There's a principal at stake here bud tbh,net loss would be about £40


----------



## Steveom2

petemattw said:


> When exactly was this? Under distance selling they are not allowed to charge if you didn't use it within 14 days of taking it out? Might be wrong but...


Today mate,I literally tried to cancel within 45 minutes of taking the policy out 🤷


----------



## Derekh929

You will find this is deterrent for money laundering, people taking out policies for cars they don’t have, did you take on monthly basis as had you would have had a credit agreement with cooling off notice.
But for me it’s a lesson learned to check with current insurance provider first after you get your best price, but also don’t go on price have a look at defato and the likes reviews can vary loads with different policies with same provider.
Try nicely again as if you start moaning and getting annoyed with call handler it will be a no refund, it’s amazing with you can achieve with a certain approx, I’m not saying you have down that but it don’t help usually.


----------



## Steveom2

Derekh929 said:


> You will find this is deterrent for money laundering, people taking out policies for cars they don't have, did you take on monthly basis as had you would have had a credit agreement with cooling off notice.
> But for me it's a lesson learned to check with current insurance provider first after you get your best price, but also don't go on price have a look at defato and the likes reviews can vary loads with different policies with same provider.
> Try nicely again as if you start moaning and getting annoyed with call handler it will be a no refund, it's amazing with you can achieve with a certain approx, I'm not saying you have down that but it don't help usually.


No I paid with debit card,it really annoyed me at the time,lessons learnt,just wanted to let people know of some of the things you should double check 👍


----------



## Juke_Fan

Bit crap that but in their documentation, definitely a company to avoid....

*Cooling-Off Period (14 days)*
Within the first 14 days from receiving your policy
documents or the policy start date, whichever is earlier,
you may cancel your policy under the cooling off period
principle. All insurers have a right to apply a 'policy time
on risk' charge. One Call Insurance will apply a charge
of £49.99 for new policies, and £35.99 for renewed
policies as well as any insurer charges to cover the cost
of setting up your policy


----------



## petemattw

Steve0rs6 said:


> Today mate,I literally tried to cancel within 45 minutes of taking the policy out 🤷


I think yo7 should challenge this, I'm sure under distance selling regulations you can cancel within 14 days without penalty so long as you've not made use. Company policy does not over rule statue law!


----------



## Darlofan

Don't think distance selling applies in insurance, isn't it to stop undesirables insuring a car then cancelling if stopped by police etc.


----------



## petemattw

Darlofan said:


> Don't think distance selling applies in insurance, isn't it to stop undesirables insuring a car then cancelling if stopped by police etc.
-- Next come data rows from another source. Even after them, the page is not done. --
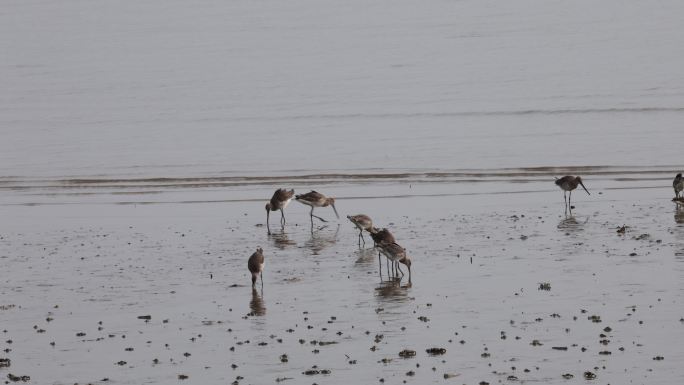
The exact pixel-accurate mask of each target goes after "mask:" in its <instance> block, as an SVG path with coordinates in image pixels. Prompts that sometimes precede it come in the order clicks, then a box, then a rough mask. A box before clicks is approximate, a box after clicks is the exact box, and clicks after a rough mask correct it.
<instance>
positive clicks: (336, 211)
mask: <svg viewBox="0 0 684 385" xmlns="http://www.w3.org/2000/svg"><path fill="white" fill-rule="evenodd" d="M295 200H297V202H300V203H303V204H305V205H307V206H311V212H310V213H309V216H310V217H311V226H313V219H314V217H316V218H318V219H319V220H321V221H323V222H327V221H326V220H325V219H323V218H321V217H319V216H316V215H313V209H314V208H316V207H327V206H331V207H332V208H333V211H335V216H336V217H337V218H339V217H340V216H339V215H338V214H337V209H336V208H335V198H328V197H326V196H325V195H323V194H321V193H319V192H317V191H313V190H311V192H308V193H306V194H299V195H297V196H295Z"/></svg>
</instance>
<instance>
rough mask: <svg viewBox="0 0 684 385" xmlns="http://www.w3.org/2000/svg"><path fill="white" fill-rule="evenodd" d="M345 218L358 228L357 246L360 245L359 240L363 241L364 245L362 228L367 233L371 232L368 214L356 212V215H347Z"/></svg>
mask: <svg viewBox="0 0 684 385" xmlns="http://www.w3.org/2000/svg"><path fill="white" fill-rule="evenodd" d="M347 219H349V220H350V221H351V223H353V224H354V225H356V227H357V228H358V229H359V246H361V241H363V244H364V246H365V245H366V240H365V239H363V230H366V231H368V232H369V233H372V232H373V220H372V219H370V217H369V216H368V215H365V214H358V215H347Z"/></svg>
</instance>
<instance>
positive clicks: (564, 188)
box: [556, 175, 591, 210]
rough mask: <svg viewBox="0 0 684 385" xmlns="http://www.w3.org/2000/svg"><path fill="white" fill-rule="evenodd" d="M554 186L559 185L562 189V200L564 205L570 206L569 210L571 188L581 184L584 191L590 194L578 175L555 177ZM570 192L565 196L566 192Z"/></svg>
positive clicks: (572, 188)
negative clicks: (558, 177)
mask: <svg viewBox="0 0 684 385" xmlns="http://www.w3.org/2000/svg"><path fill="white" fill-rule="evenodd" d="M556 186H558V187H560V188H561V189H562V190H563V200H564V201H565V207H566V208H567V207H570V210H572V206H571V204H570V199H572V190H574V189H576V188H577V186H582V188H583V189H584V191H586V192H587V194H589V195H591V194H590V193H589V190H587V188H586V187H584V183H582V178H580V177H579V176H570V175H566V176H564V177H562V178H560V179H558V178H556ZM568 191H569V192H570V195H569V196H568V197H567V199H566V197H565V194H566V192H568Z"/></svg>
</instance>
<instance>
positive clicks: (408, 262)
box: [378, 242, 411, 283]
mask: <svg viewBox="0 0 684 385" xmlns="http://www.w3.org/2000/svg"><path fill="white" fill-rule="evenodd" d="M378 248H379V249H380V252H381V253H383V254H385V256H386V257H387V258H388V259H389V260H391V261H392V263H393V265H394V263H396V265H395V266H396V268H397V269H398V270H399V272H400V273H401V275H402V277H403V276H404V272H403V271H401V268H400V267H399V263H403V264H404V265H406V267H408V270H409V283H410V282H411V257H409V255H408V254H406V249H404V248H403V247H401V246H400V245H399V244H397V243H396V242H392V243H388V242H381V243H379V244H378ZM392 270H394V267H393V268H392Z"/></svg>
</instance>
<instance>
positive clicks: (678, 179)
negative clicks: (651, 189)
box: [672, 173, 684, 199]
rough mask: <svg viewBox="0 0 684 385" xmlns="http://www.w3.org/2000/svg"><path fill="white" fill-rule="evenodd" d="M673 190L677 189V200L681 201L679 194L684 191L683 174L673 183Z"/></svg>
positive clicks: (675, 194)
mask: <svg viewBox="0 0 684 385" xmlns="http://www.w3.org/2000/svg"><path fill="white" fill-rule="evenodd" d="M672 188H674V189H675V198H676V199H679V193H680V192H682V190H684V178H682V173H679V174H677V176H676V177H675V179H674V180H673V181H672Z"/></svg>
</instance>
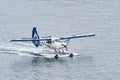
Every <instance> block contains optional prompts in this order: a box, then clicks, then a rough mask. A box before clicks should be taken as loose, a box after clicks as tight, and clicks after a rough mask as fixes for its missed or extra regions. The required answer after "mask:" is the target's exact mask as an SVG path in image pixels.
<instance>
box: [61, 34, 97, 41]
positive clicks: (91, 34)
mask: <svg viewBox="0 0 120 80" xmlns="http://www.w3.org/2000/svg"><path fill="white" fill-rule="evenodd" d="M92 36H95V34H86V35H73V36H68V37H60V40H66V39H75V38H85V37H92Z"/></svg>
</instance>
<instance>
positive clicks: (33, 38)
mask: <svg viewBox="0 0 120 80" xmlns="http://www.w3.org/2000/svg"><path fill="white" fill-rule="evenodd" d="M32 39H34V40H36V39H40V37H39V35H38V33H37V30H36V27H33V30H32ZM32 42H33V44H34V45H35V46H36V47H38V46H40V40H38V41H32Z"/></svg>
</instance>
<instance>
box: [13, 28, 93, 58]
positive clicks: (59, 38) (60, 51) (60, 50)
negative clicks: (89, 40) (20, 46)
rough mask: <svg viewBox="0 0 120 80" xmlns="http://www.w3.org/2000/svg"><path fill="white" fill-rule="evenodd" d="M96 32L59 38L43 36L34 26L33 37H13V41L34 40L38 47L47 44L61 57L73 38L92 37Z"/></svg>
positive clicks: (33, 29) (70, 54)
mask: <svg viewBox="0 0 120 80" xmlns="http://www.w3.org/2000/svg"><path fill="white" fill-rule="evenodd" d="M92 36H95V34H86V35H74V36H68V37H59V38H52V37H51V36H47V37H41V36H39V35H38V32H37V30H36V27H33V30H32V38H21V39H12V40H11V42H32V43H33V44H34V45H35V46H36V47H38V46H43V45H45V46H47V47H48V48H51V49H53V50H54V51H55V55H54V58H56V59H57V58H58V57H60V56H59V55H58V54H66V53H65V51H68V48H67V47H68V44H69V42H70V40H71V39H76V38H85V37H92ZM69 56H70V57H73V54H72V53H69Z"/></svg>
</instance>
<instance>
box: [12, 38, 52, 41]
mask: <svg viewBox="0 0 120 80" xmlns="http://www.w3.org/2000/svg"><path fill="white" fill-rule="evenodd" d="M50 40H51V38H41V39H32V38H22V39H13V40H10V41H11V42H29V41H50Z"/></svg>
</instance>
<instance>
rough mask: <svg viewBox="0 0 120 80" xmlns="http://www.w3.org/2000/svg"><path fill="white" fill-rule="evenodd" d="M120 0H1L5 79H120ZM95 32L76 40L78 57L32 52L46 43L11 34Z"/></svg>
mask: <svg viewBox="0 0 120 80" xmlns="http://www.w3.org/2000/svg"><path fill="white" fill-rule="evenodd" d="M119 3H120V1H118V0H116V1H115V0H60V1H58V0H22V1H21V0H1V1H0V80H119V79H120V37H119V36H120V22H119V21H120V16H119V14H120V10H119V9H120V5H119ZM34 26H36V27H37V29H38V31H39V34H40V36H49V35H51V36H53V37H61V36H69V35H76V34H81V35H82V34H88V33H95V34H96V37H92V38H84V39H76V40H71V42H70V44H69V50H70V51H71V52H75V53H77V54H79V55H78V56H74V57H73V58H69V57H67V58H60V59H58V60H55V59H47V58H43V57H40V56H37V55H36V56H33V55H31V54H32V53H42V52H44V51H46V48H43V47H39V48H35V47H34V46H33V44H31V43H10V42H9V41H10V39H13V38H21V37H31V30H32V28H33V27H34Z"/></svg>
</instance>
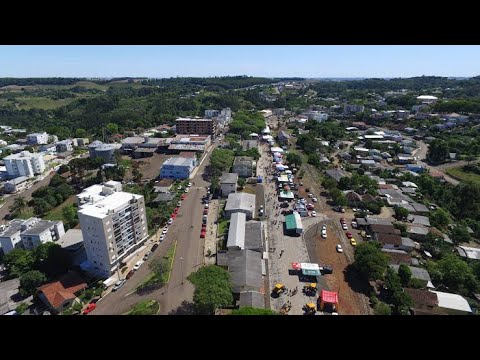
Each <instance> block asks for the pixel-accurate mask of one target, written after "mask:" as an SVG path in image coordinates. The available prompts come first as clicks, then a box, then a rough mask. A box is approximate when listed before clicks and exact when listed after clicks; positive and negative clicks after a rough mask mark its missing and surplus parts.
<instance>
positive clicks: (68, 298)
mask: <svg viewBox="0 0 480 360" xmlns="http://www.w3.org/2000/svg"><path fill="white" fill-rule="evenodd" d="M86 287H87V284H86V283H85V282H84V281H83V279H82V278H81V277H80V275H78V274H77V273H76V272H73V271H70V272H68V273H67V274H65V275H64V276H62V277H61V278H60V280H58V281H55V282H52V283H49V284H45V285H42V286H40V287H39V288H38V291H39V298H40V300H42V301H43V303H44V304H45V305H46V306H48V307H49V308H50V309H52V310H53V311H54V312H55V313H58V312H61V311H63V310H65V309H67V308H69V307H70V306H71V304H72V303H73V301H74V300H75V299H76V298H77V294H78V292H79V291H80V290H83V289H85V288H86Z"/></svg>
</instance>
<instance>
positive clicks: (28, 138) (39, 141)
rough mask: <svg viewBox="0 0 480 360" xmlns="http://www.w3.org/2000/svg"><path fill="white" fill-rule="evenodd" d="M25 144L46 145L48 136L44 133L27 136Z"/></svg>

I insured a bike last year for a week then changed it without penalty and got a full refund, that was with the post office online...


----------



## Jeebsy

Insurers/brokers can charge a fee for cancellation even for a policy cancelled in the cooling off period but £50 is a bit heavy. Might be worth firing a quick email of complaint over saying you're thinking about referring it to the Financial Ombudsman Service as you think it's a bit unfair and see what they say - it costs them about £650 each time a business refers a complaint to the FOS so they might take a business decision on whether it's worth the risk.


----------